Desire to cut costs is a given, and touching memory is a major cost in recent years when memory latency hasn't decreased as fast as clock cycles increased. So pass-by-reference becomes a bigger payoff, even though sharing causes headaches. However, if shared space is immutable, then you can't tell it's shared, and even code running in the same physical process can't tell sharing happens in different logical processes. (I've talked about this before, but not very clearly.)

Just because they're solving completely predictable problems doesn't mean it's not hard. Memory management is a pain. I was just planning to mark memory immutable, and let processes blow themselves up if they tried to modify immutable state. (This is a kind of "kill them all and let the coder sort them out" design style, putting the burden of eventually meeting constraints on the programmer, rather than forcing the OS to protect itself from predations of coders.)

So pass-by-reference becomes

So pass-by-reference becomes a bigger payoff, even though sharing causes headaches.

See this recent discussion of a PLT Scheme paper which allows memory accountability with full sharing. This means that separate heaps and separate GCs and the exchange heap for IPC as in Singularity aren't necessary to properly account for memory.

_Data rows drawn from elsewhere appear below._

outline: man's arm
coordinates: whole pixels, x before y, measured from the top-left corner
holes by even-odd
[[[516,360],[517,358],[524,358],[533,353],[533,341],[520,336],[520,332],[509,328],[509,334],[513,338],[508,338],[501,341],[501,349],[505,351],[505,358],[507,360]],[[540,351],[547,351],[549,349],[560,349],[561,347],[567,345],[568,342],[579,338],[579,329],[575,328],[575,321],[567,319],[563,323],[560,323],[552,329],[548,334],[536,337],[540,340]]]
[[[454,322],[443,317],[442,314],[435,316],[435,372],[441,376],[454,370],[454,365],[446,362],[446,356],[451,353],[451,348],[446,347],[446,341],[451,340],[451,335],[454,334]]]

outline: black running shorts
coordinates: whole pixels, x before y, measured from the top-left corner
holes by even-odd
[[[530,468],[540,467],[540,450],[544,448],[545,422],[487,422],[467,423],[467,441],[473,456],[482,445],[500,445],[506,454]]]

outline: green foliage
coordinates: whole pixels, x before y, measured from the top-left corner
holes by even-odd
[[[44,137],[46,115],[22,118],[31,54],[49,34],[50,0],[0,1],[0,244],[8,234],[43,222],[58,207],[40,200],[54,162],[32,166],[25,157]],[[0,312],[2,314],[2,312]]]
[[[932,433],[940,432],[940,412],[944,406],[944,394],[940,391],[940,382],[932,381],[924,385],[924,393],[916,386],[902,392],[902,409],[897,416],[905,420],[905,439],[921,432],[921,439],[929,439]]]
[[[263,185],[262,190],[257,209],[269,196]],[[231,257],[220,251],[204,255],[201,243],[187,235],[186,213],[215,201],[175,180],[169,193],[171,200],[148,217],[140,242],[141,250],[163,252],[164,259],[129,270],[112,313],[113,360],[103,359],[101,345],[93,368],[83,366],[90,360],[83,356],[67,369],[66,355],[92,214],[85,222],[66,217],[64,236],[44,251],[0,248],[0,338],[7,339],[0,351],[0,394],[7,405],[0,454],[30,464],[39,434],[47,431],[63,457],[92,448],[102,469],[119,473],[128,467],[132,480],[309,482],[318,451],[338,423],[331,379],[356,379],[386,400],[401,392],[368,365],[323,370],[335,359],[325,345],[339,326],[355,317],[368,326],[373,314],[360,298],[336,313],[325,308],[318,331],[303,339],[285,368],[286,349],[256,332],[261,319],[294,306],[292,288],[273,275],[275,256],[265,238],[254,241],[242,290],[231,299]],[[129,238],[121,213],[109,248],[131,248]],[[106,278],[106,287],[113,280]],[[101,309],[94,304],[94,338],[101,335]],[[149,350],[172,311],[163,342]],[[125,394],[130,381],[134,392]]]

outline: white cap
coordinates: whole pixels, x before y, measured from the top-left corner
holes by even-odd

Statically verified channel contracts?

In the conclusion:

To our knowledge, this work is the first to integrate a full-fledged garbage-collected language with statically verified channel contracts and safe zero-copy passing of memory blocks.

However, I do not see any details about the statically verified channel contracts. The only thing I saw was:

Send methods never block and only fail if the endpoint is in a state in the conversation where the message cannot be sent.

...which would be a runtime check, not a static check. That statement leads me to believe that the channel contracts do not offer any stronger guarantees than any other IDL compiler-like system.

Furthermore, I do not see a big deal with multiple garbage collectors here---there is one per process, the same as any other system, and a manually-allocated global heap for message storage. That the performance of IPC is better than on systems that do have to cross VM boundaries is unsurprising, but that was the point of an earlier paper, if I remember correctly.

The future work also describes:

We are also developing extensions to the channel contracts that enable static prevention of deadlock in the communication of processes.

...which would be neat, but not terribly so since their channel contracts are basic state machines.

the benefit of the doubt

The nice thing about being hopelessly out of my depth when reading this stuff is that when I do not see the details I'm still inclined to give the authors the benefit of the doubt.

Given that the authors repeatedly talk about statically verified channel contracts, we can be confident that they think that's what they have implemented - which just leaves the minor details of whether we agree about what that means, and if we do agree then how did they do it ;-)

I guess (and I mean guess) that "session types" is a hint:

"Channel communication is governed by statically verified channel contracts that describe messages, message argument types, and valid message interaction sequences as finite state machines similar to session types [17, 21]." 1 INTRODUCTION

and hints about applying static verification of explicit resource use

"The rules described in this section for handling blocks in the exchange heap allow a compiler to statically verify that ... 3) send and receive operations on channels are never applied in the wrong protocol state." 3 RESOURCE VERIFICATION

and

"... the static tracking ensures the following system-wide invariants:
* The sequence of messages observed on channels correspond to the channel contract." 3.2.1 Discussion

and as a wild-ass-guess, maybe they are building on previous work like "The Fugue protocol checker"?

static prevention of deadlock

Here's a pre-publication paper Static Deadlock Prevention in Dynamically Configured Communication Networks (pdf)

"The technique is based on statically approximating all potential wait cycles that could arise at runtime. The potential cycle information is computed from the local perspective of each process, leading to a modular analysis.
We prove the soundness of the analysis (namely dead-lock freedom) on a simple but realistic language that captures the essence of such communication networks."